My son is on school holidays for the next two weeks. I took him to work with me yesterday, and was thinking about how different his experience is to my own. My mother was a teacher, so she always had holidays at the same time as we did. So I never had to spend hours entertaining myself while my mother worked.
But it is not just that. Childhood seems to be an entirely different thing than it was when I was growing up. We've had a whole string of birthday parties in the last few weeks, so I have found myself spending a lot of time in toy stores. All the toys these days seem to be tie ins with movies or TV shows. What happened to using your own imagination? It makes me sad to see. I know movies and television have a huge influence, and I know how much extra money all the tie-ins make for the company, but to see aisle after aisle of toys, none of which aren't related to Thomas the Tank Engine, Toy Story, Transformers or other lesser known films or TV shows, really made me sad.
Another thing that makes me sad is how coddled today's kids are. When I was the same age my older son is now, I had a large number of friends in the neighborhood, and would dash off to any one of their houses after school, or on weekends without an invitation. If they weren't home, I'd move on to the next one until I found someone who could play. These days it has to be organized between the parents. Kids don't run off down the street alone. On the plus side, at least I always know where my kids are, something my parents would not have, but I feel like they're missing out on something. Parents shouldn't know everything their kids are up to.
At school, a huge number of kids are dropped off by their parents in cars. Even those who walk are walked by their parents. We always walked alone. My mother walked me on my first day to show me the way, then after that, I always walked alone, or with the other neighborhood kids who were heading the same way. I know the world is a more dangerous place these days, and the roads are busier, but if your child only has to walk a few yards down the street to reach the school gate, do you really have to go with them? Some of my mother friends were horrified when I started letting E walk on his own from the bus stop. On the days I work early and have to get O to daycare, I walk E as far as the bus stop where I catch the bus. From there he has less than a block to walk to get to school, and the only big road he needs to cross is patrolled by the school crossing guards. Am I risking my child's life by allowing him to walk this short distance alone? I don't think so. He's always made it.

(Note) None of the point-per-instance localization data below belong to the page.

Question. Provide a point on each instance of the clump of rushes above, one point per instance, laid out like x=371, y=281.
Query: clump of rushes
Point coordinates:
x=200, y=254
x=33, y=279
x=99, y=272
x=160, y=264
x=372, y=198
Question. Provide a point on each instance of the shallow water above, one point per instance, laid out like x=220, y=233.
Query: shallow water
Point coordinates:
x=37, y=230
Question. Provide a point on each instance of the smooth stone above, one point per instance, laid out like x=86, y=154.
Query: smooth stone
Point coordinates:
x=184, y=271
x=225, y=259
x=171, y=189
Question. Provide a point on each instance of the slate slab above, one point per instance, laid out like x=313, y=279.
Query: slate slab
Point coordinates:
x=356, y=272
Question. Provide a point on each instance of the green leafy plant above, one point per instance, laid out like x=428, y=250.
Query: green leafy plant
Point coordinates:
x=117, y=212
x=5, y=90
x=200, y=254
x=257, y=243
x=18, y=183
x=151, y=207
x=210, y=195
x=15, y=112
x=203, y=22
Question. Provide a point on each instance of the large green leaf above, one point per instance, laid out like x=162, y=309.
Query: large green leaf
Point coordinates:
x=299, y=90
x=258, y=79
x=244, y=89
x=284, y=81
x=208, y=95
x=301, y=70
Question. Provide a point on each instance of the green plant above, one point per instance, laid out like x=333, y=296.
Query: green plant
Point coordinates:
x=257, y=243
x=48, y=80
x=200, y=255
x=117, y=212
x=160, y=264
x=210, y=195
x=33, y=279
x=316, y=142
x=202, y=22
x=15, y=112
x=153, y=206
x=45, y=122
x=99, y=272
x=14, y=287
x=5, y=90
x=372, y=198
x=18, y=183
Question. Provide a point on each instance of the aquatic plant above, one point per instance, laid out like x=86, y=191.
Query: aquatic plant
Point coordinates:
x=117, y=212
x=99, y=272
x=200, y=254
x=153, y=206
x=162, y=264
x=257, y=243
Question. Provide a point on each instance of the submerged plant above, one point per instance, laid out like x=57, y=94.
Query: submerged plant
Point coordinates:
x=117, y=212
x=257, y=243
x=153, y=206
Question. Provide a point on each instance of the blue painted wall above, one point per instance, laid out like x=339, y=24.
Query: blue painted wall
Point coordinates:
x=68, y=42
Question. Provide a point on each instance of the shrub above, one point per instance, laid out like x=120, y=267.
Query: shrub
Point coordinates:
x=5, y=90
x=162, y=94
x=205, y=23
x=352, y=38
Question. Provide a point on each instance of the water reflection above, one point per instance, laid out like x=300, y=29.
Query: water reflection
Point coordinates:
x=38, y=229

I feel as though children are being babied for longer these days, yet at the same time, are being marketed to so ruthlessly that they are forced to grow up faster than we did. It's a strange dichotomy, and one I wish did not exist. Childhood should be a time of freedom and wonder, not something to be exploited with plastic tie-ins from bad television shows. We should be able to let our kids play outside together without supervising their every move. How can we expect these little people to grow up into independent, forward thinking adults if we never allow them to be independent or to make the mistakes that will teach them to think things through in the future? I don't have the answers. If I did, I'd probably be a millionaire.